Friarton Bridge began to be constructed in 1975. The estimated cost was approximately £6 million. The final cost was approximately £8 million. Eight pairs of reinforced concrete pillars carry the deck. The nine spans of the bridge vary in length from 63m to 174m which is the river span. The navigation clearance is 25m as the bridge crosses the river. The bridge is a box-girder bridge. The girders were manufactured in Darlington and Chepstow.
When deciding where to place the bridge the Craigend Interchange to the south, Kinnoull Hill cliff to the north, the position of the railway line and the Salmon Fishing Bothy at Lairwell had to be taken into account. Another consideration was whether to cross the river with one span or in a number of spans with piers in the river. The cost of any bridge is directly related to the length of the main span. The longer the main span the more expensive the bridge. With piers in the river there is always the possibility of collisions. Dredgers use the river daily. There are fairly large cargo vessels which use Perth harbour. In September each year up to 50 in a month use the Harbour to transport grain to the Low Countries. The height of the biggest cargo ships determines the necessary clearance over the river. It was decided to erect a steel bridge as a concrete bridge would have required more piers.
On Friarton Bridge the width of the box girders is 4.3m. The girders form parallel lines. Each girder carries a reinforced concrete deck and the deck carries one carriageway of the new road. The carriageway is 7.3m wide. The box girders vary from 10.5m to 25m in length and were brought by road to the site. The ends of each box had a horizontal cut so that the girders fitted together smoothly for welding. This also allowed for the curve on the bridge and ensured that the girders would land exactly in the piers and also finally that each part of the bridge built from each river bank would meet and join in the centre at the mid-point. Between the piers the box girders were built on an upward curve so that they would deflect and sag between the piers when the concrete carriageway was laid. Very high precision accuracy was required. There is also weld shrinkage after the actual welding is done. This was calculated to be one quarter of an inch so that that length was added to each box girder. Constant checking and correction was necessary. Surveys for this were always done at dawn as during the day the sun would cause expansion of the box girders on one or other side of the bridge. It was essential to have parallel alignment. The climate (temperature) of the area also has to be considered.
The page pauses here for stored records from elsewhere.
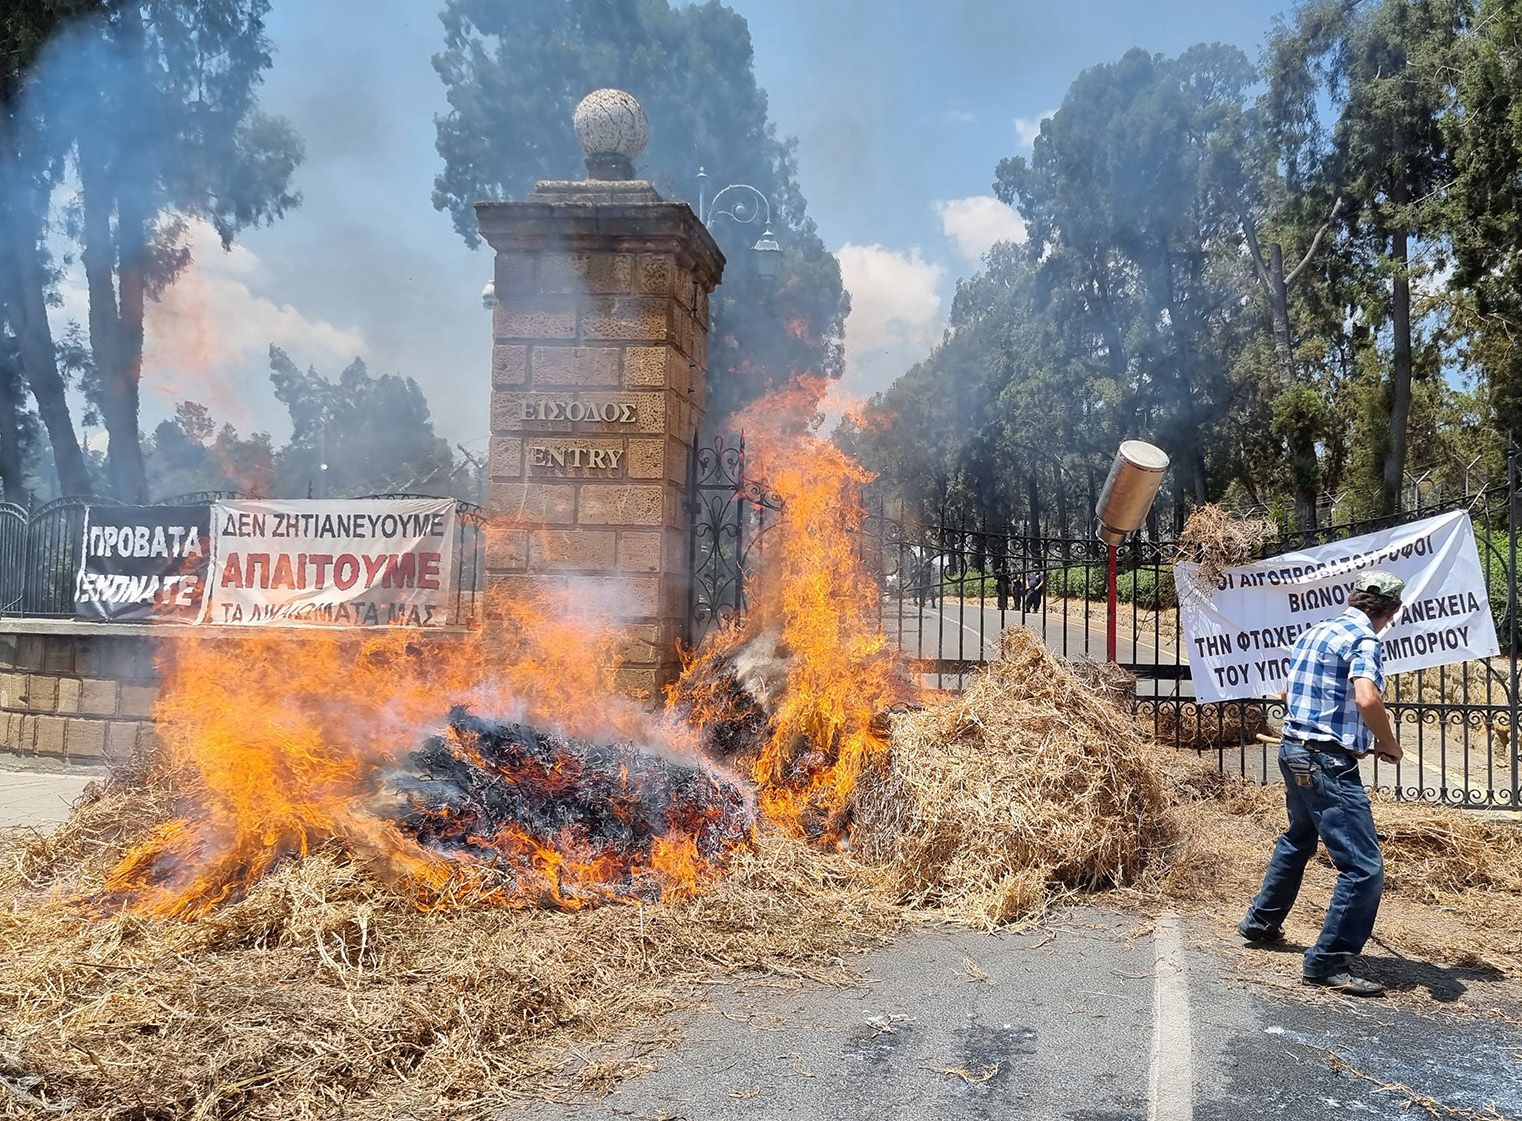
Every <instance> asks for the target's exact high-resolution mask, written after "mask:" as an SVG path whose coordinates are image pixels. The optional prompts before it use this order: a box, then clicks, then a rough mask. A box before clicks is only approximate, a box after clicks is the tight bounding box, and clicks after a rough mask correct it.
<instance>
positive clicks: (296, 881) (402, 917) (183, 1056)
mask: <svg viewBox="0 0 1522 1121" xmlns="http://www.w3.org/2000/svg"><path fill="white" fill-rule="evenodd" d="M166 794H167V791H166V789H164V785H163V780H161V776H160V777H158V779H155V782H154V783H152V785H151V786H148V788H145V786H142V785H140V783H131V785H129V783H125V782H117V780H113V782H111V783H107V785H105V786H102V788H94V789H93V791H91V792H90V795H88V800H87V802H85V803H84V805H82V806H81V808H79V809H78V811H76V814H75V817H73V820H72V821H70V823H68V824H67V826H65V827H64V830H62V832H59V834H58V835H55V837H53V838H33V840H30V841H29V843H24V844H21V846H20V847H17V849H14V850H12V852H11V853H9V855H8V858H6V861H5V865H3V870H0V897H3V899H5V900H6V905H5V910H3V913H0V960H5V963H6V978H5V981H3V983H0V1013H3V1019H0V1116H17V1118H20V1116H26V1118H32V1116H46V1115H52V1113H56V1112H59V1110H67V1115H68V1116H75V1118H91V1119H100V1121H105V1119H107V1118H111V1119H116V1118H132V1119H134V1121H139V1119H143V1118H158V1116H163V1118H169V1116H195V1118H227V1119H231V1118H247V1116H271V1118H326V1116H347V1118H374V1119H376V1121H379V1119H380V1118H387V1119H390V1118H409V1116H416V1118H425V1116H429V1118H432V1116H441V1115H452V1116H495V1115H498V1113H499V1112H501V1109H502V1107H504V1106H507V1104H511V1103H513V1101H516V1100H522V1098H527V1097H545V1095H549V1097H556V1095H559V1094H563V1092H572V1091H584V1089H595V1088H598V1086H601V1084H606V1081H607V1080H610V1078H615V1077H618V1074H619V1071H616V1069H610V1068H609V1069H604V1068H597V1066H586V1068H583V1066H581V1065H580V1063H578V1062H574V1060H571V1062H568V1057H566V1056H568V1054H574V1051H572V1050H571V1046H572V1045H574V1043H575V1042H577V1040H584V1039H589V1037H601V1039H607V1037H612V1036H615V1034H616V1033H621V1031H626V1030H629V1028H630V1027H638V1025H641V1024H645V1022H648V1021H651V1019H654V1018H659V1016H661V1015H664V1013H667V1011H670V1010H671V1008H673V1007H676V1005H677V1004H679V1002H682V1001H683V999H685V996H683V989H685V987H686V986H691V984H694V983H697V981H702V980H708V978H711V977H712V973H714V972H715V970H731V972H737V973H750V972H756V973H759V972H772V970H776V969H785V970H788V972H790V973H791V975H798V977H807V978H817V980H825V981H834V983H839V981H840V980H842V977H843V973H842V970H840V967H839V954H840V952H842V951H845V949H846V948H849V946H860V945H864V943H872V942H875V940H878V938H881V937H883V935H886V934H889V932H892V931H893V929H895V928H896V926H898V923H900V919H898V916H896V914H895V913H893V910H892V908H889V907H886V905H883V903H880V902H877V897H875V890H874V885H872V878H871V876H869V875H866V873H863V870H860V869H858V867H854V865H852V864H851V862H849V861H846V859H845V858H842V856H839V855H831V853H820V852H816V850H811V849H808V847H805V846H801V844H796V843H793V841H790V840H787V838H784V837H779V835H778V834H775V832H772V830H767V829H763V830H759V832H758V834H756V835H755V838H753V843H750V844H747V846H746V847H743V849H738V850H737V852H734V853H732V855H731V858H729V862H728V865H726V875H724V876H723V878H721V879H718V881H715V882H711V884H708V885H706V887H705V891H703V893H702V894H700V896H694V897H676V896H673V894H668V896H667V897H665V899H664V900H662V902H661V903H659V905H654V907H651V905H627V907H619V905H610V907H600V908H592V910H581V911H568V910H562V908H504V907H490V905H478V899H472V897H469V896H467V897H463V899H460V900H458V903H460V905H441V907H435V908H432V910H422V908H419V907H417V905H416V902H414V900H412V899H411V897H409V896H408V894H406V893H403V891H397V890H394V888H393V887H391V885H388V884H387V882H385V881H384V879H380V878H377V876H376V875H374V873H373V870H371V869H368V867H367V865H365V864H364V862H356V861H355V859H353V858H352V856H350V855H349V853H345V852H344V849H342V846H339V844H327V846H323V847H318V849H314V850H310V852H307V855H306V856H304V858H301V859H294V858H289V859H285V861H282V862H279V864H277V865H275V867H274V869H272V870H271V872H269V873H268V875H265V876H263V878H262V879H260V881H257V882H256V884H253V885H251V887H250V888H248V890H247V893H245V894H244V896H242V897H240V899H237V900H236V902H231V903H225V905H221V907H218V908H213V910H209V911H207V913H204V914H201V916H199V917H195V919H167V920H164V919H152V917H146V916H142V914H137V913H132V911H129V910H125V911H117V913H114V914H110V916H94V914H90V913H85V911H81V910H79V908H75V907H62V905H40V903H44V902H46V899H49V897H50V896H52V893H53V890H55V888H56V890H61V891H62V893H64V894H67V896H72V894H75V893H78V891H81V890H88V888H90V887H93V885H99V884H100V882H102V879H103V878H105V876H107V875H108V873H110V870H111V869H113V865H114V864H116V862H117V859H119V858H120V856H122V855H123V853H125V852H128V850H129V849H131V847H132V844H134V843H140V841H143V840H146V838H149V837H152V834H154V827H155V824H157V823H158V821H161V820H163V818H164V814H166V812H169V811H170V809H172V806H174V797H172V795H169V797H166Z"/></svg>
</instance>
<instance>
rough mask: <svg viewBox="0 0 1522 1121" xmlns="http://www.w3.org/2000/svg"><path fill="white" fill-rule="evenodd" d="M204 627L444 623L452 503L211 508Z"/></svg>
mask: <svg viewBox="0 0 1522 1121" xmlns="http://www.w3.org/2000/svg"><path fill="white" fill-rule="evenodd" d="M212 538H213V540H215V543H216V554H215V557H213V560H212V572H213V573H215V576H213V581H212V610H210V614H209V616H207V621H209V622H213V624H228V625H250V624H254V625H271V624H272V625H289V627H444V625H447V624H449V610H451V605H452V604H454V587H452V584H454V573H455V564H454V560H455V502H454V499H333V500H327V499H307V500H291V502H269V500H237V502H219V503H216V505H215V507H212Z"/></svg>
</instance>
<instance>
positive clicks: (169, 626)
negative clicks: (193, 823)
mask: <svg viewBox="0 0 1522 1121" xmlns="http://www.w3.org/2000/svg"><path fill="white" fill-rule="evenodd" d="M464 633H466V628H463V627H440V628H437V630H428V631H417V640H416V642H411V643H409V649H411V651H412V653H416V656H419V657H426V656H428V648H429V646H431V645H432V643H449V642H455V640H458V637H460V636H461V634H464ZM192 634H193V636H195V637H198V639H207V637H212V639H227V640H237V639H244V637H250V631H248V630H245V628H240V627H183V625H175V624H99V622H75V621H70V619H0V753H6V754H18V756H38V757H47V759H53V761H61V762H70V764H102V762H116V761H125V759H128V757H131V754H132V751H134V748H137V747H143V748H148V747H151V745H152V744H154V742H155V732H154V719H152V712H154V703H155V701H157V700H158V674H157V672H155V669H154V657H155V654H157V651H158V649H160V648H161V645H163V643H166V642H175V640H177V639H178V637H189V636H192ZM326 634H330V631H326V630H320V628H300V627H292V628H286V630H285V631H283V633H282V637H285V639H288V640H289V642H301V640H304V639H312V637H318V636H326ZM364 634H365V633H364V631H362V630H350V631H345V637H350V639H353V640H356V642H358V640H361V639H364ZM440 716H443V710H440Z"/></svg>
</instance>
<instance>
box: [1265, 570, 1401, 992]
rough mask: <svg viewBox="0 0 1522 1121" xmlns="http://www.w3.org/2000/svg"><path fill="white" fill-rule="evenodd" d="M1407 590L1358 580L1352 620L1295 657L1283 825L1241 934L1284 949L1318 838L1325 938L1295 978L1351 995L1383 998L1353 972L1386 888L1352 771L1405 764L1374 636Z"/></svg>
mask: <svg viewBox="0 0 1522 1121" xmlns="http://www.w3.org/2000/svg"><path fill="white" fill-rule="evenodd" d="M1405 587H1406V586H1405V581H1402V580H1400V576H1396V575H1394V573H1390V572H1365V573H1364V575H1362V576H1359V578H1358V580H1355V581H1353V592H1352V593H1350V595H1348V598H1347V610H1345V611H1342V614H1339V616H1336V618H1335V619H1327V621H1324V622H1318V624H1317V625H1315V627H1312V628H1310V630H1307V631H1306V633H1304V634H1301V636H1300V639H1298V642H1295V648H1294V649H1292V651H1291V656H1289V684H1288V688H1286V689H1285V706H1286V712H1285V730H1283V733H1282V741H1280V747H1278V771H1280V774H1283V776H1285V808H1286V811H1288V814H1289V826H1288V827H1286V829H1285V832H1283V834H1280V837H1278V843H1277V844H1275V846H1274V855H1272V856H1271V858H1269V862H1268V873H1266V875H1265V876H1263V890H1262V891H1259V893H1257V897H1254V899H1253V903H1251V907H1248V910H1247V917H1245V919H1242V922H1240V923H1239V925H1237V931H1239V932H1240V934H1242V937H1243V938H1247V940H1248V942H1269V943H1272V942H1283V938H1285V929H1283V926H1285V917H1286V916H1288V914H1289V908H1291V907H1294V903H1295V896H1297V894H1298V893H1300V881H1301V876H1304V872H1306V864H1307V862H1309V861H1310V858H1312V856H1315V853H1317V838H1318V837H1320V838H1321V843H1323V844H1324V846H1326V849H1327V855H1329V856H1330V858H1332V864H1335V865H1336V870H1338V878H1336V887H1335V888H1333V890H1332V902H1330V905H1329V907H1327V917H1326V923H1324V925H1323V926H1321V937H1320V938H1317V945H1315V946H1312V948H1310V949H1307V951H1306V958H1304V969H1303V970H1301V980H1303V981H1304V983H1306V984H1313V986H1321V987H1324V989H1333V990H1336V992H1339V993H1347V995H1348V996H1379V995H1380V993H1383V992H1385V986H1382V984H1379V983H1377V981H1370V980H1367V978H1362V977H1355V975H1353V972H1352V969H1350V967H1352V963H1353V958H1355V957H1356V955H1358V954H1362V952H1364V943H1365V942H1368V935H1370V934H1373V931H1374V916H1376V914H1377V913H1379V897H1380V894H1382V893H1383V888H1385V858H1383V855H1382V853H1380V852H1379V837H1377V834H1376V832H1374V812H1373V809H1370V805H1368V792H1367V791H1365V789H1364V779H1362V776H1361V774H1359V773H1358V761H1359V759H1362V757H1364V756H1367V754H1368V753H1370V750H1373V751H1374V754H1377V756H1379V757H1380V759H1387V761H1388V762H1393V764H1399V762H1400V744H1397V742H1396V733H1394V732H1393V730H1391V727H1390V715H1388V713H1387V712H1385V701H1383V698H1382V695H1380V694H1382V692H1383V689H1385V665H1383V651H1382V645H1380V642H1379V633H1380V631H1382V630H1385V627H1388V625H1390V624H1391V621H1393V619H1394V618H1396V614H1397V613H1399V611H1400V596H1402V593H1403V592H1405Z"/></svg>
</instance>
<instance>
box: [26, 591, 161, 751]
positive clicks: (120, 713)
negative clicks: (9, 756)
mask: <svg viewBox="0 0 1522 1121" xmlns="http://www.w3.org/2000/svg"><path fill="white" fill-rule="evenodd" d="M142 630H145V628H139V627H128V628H105V627H100V625H91V624H75V622H53V621H44V619H40V621H15V619H8V621H6V622H5V631H3V633H0V751H9V753H15V754H23V756H47V757H50V759H56V761H65V762H76V764H100V762H110V761H120V759H126V757H129V756H131V754H132V751H134V748H137V745H139V744H145V745H146V742H148V739H149V738H151V736H152V735H154V726H152V709H154V701H155V698H157V697H158V680H157V677H155V674H154V659H152V646H151V645H149V643H148V642H146V640H145V639H143V637H142V634H140V631H142ZM123 631H131V633H123Z"/></svg>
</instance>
The expansion and contraction of the bridge must also be incorporated in the design. The steel girders are attached to the top of the concrete piers. As the girders expand or contract the columns (piers) will bend fifteen inches in either direction. The box girders were lifted by crane on the banks or hoisted by lifting beams from a raft on the river. All the welds were x-rayed to ensure there were no weaknesses. The concrete deck was formed of lightweight aggregate from the power station ash. Using this makes the bridge cost less. There was 200mm thickness of reinforced concrete. Then a layer (20mm) of maestro asphalt was laid (water proof) and finally a 45mm layer of rolled asphalt.
The consultant engineers were Freeman Fox & Partners.The main contractor was Cleveland Bridge & Engineering Company. Friarton Bridge cost approximately £8 million and was opened in summer 1978.